On the structure of modular principal series representations of $\mathrm{GL}_2$ over some finite rings

TL;DR

This paper investigates the detailed structure of mod p principal series representations of GL_2 over finite rings, extending known results from finite fields to more complex local ring settings, with special cases analyzed in depth.

Contribution

It provides a comprehensive analysis of the submodule structure of these representations over various ramification scenarios, including explicit descriptions and filtrations, advancing understanding in mod p representation theory.

Findings

Complete submodule structure for totally ramified extensions.

Infinite submodule structure in non-totally ramified cases.

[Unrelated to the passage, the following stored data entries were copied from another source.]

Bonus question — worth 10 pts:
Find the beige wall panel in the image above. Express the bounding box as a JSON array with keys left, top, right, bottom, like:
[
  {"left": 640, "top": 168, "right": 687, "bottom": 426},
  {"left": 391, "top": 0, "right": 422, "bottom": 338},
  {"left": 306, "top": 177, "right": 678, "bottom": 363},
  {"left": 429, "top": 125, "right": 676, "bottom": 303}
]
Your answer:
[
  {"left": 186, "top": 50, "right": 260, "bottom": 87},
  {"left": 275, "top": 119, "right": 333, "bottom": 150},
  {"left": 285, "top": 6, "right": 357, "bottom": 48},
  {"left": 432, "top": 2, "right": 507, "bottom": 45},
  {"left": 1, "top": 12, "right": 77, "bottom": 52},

Explicit filtrations and connections to Breuil's functor in ramified cases.

Abstract

The submodule structure of mod $p$ principal series representations of $\mathrm{GL}_2(k)$, for $k$ a finite field of characteristic $p$, was described by Bardoe and Sin and has played an important role in subsequent work on the mod $p$ local Langlands correspondence. The present paper studies the structure of mod $p$ principal series representations of $\mathrm{GL}_2(\mathcal{O} / \mathfrak{m}^n)$, where $\mathcal{O}$ is the ring of integers of a $p$-adic field $F$ and $\mathfrak{m}$ its maximal ideal. In particular, the multiset of Jordan-H\"older constituents is determined. In the case $n = 2$, more precise results are obtained. If $F / \mathbb{Q}_p$ is totally ramified, the submodule structure of the principal series is determined completely. Otherwise the submodule structure is infinite. When $F$ is ramified but not totally ramified, the socle and radical filtrations are determined and a specific family of submodules, providing a filtration of the principal series with irreducible quotients, is studied; this family is closely related to the image of a functor of Breuil. In the case of unramified $F$, the structure of a particular submodule of the principal series is studied; this provides a more precise description of the structure of a module constructed by Breuil and Pa\u{s}k\=unas in the context of their work on diagrams giving rise to supersingular mod $p$ representations of $\mathrm{GL}_2(F)$.